Wednesday, December 26, 2012

How Many Parallel-Make Jobs Should I Use?


Before I start a really large build, collecting some more timing info seems worth a moment's work.

GNU make lets me do parallel builds, with make -j <Njobs>, so I'd like to know how big to make Njobs on my netbook.  Too few, and I'm not taking advantage of the feature.  Too many, and I may end up thrashing.
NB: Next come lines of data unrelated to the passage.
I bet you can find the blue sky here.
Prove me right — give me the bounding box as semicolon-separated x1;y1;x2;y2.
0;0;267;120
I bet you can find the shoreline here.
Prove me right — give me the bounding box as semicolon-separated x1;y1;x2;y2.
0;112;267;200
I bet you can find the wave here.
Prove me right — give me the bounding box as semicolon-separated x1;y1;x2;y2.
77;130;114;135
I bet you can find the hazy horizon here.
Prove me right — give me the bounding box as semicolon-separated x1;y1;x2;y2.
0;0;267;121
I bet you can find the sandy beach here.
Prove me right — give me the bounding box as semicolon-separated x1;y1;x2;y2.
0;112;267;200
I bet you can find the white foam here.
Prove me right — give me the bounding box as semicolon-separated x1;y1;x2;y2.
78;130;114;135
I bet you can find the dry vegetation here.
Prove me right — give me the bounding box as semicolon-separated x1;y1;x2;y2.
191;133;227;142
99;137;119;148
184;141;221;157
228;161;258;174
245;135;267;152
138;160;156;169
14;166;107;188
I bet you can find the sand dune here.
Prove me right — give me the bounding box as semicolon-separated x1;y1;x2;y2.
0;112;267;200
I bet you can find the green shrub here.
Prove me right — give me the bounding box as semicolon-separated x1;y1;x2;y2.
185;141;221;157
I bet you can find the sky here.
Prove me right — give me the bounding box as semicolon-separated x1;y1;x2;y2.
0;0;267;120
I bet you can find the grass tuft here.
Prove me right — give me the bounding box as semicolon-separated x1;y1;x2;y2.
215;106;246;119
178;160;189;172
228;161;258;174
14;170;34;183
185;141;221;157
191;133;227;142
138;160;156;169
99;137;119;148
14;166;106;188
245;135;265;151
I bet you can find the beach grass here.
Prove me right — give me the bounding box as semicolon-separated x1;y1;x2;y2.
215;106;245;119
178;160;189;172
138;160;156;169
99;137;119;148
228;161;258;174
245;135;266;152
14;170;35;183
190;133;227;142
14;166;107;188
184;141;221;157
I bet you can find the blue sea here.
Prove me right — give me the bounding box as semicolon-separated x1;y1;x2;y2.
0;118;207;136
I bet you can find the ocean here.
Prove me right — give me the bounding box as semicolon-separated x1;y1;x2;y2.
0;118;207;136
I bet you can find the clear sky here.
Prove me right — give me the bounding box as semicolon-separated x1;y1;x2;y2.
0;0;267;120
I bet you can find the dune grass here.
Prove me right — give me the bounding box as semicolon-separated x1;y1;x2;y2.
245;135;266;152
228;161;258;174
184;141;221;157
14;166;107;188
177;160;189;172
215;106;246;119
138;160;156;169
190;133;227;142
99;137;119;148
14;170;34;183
Building the bootloader's pretty fast, so I'll instrument just that build and run it with different "j" values.

== 1 ==
[ 10:56:14 ] : == ./time-parallel-bootloader-builds: BEGIN
[ 10:59:38 ] : == ./time-parallel-bootloader-builds: SUCCESS
== 2 ==
[ 10:38:28 ] : == ./time-parallel-bootloader-builds: BEGIN
[ 10:41:02 ] : == ./time-parallel-bootloader-builds: SUCCESS
== 3 ==
[ 10:41:02 ] : == ./time-parallel-bootloader-builds: BEGIN
[ 10:43:34 ] : == ./time-parallel-bootloader-builds: SUCCESS
== 4 ==
[ 10:43:34 ] : == ./time-parallel-bootloader-builds: BEGIN
[ 10:46:06 ] : == ./time-parallel-bootloader-builds: SUCCESS

Looks like make -j2 is the winner -- it's better than make -j1, and no worse than make -j3.  (I even re-ran make -j1, just to make sure it wasn't slower because the filesystem cache hadn't been loaded up with the bootloader sources.)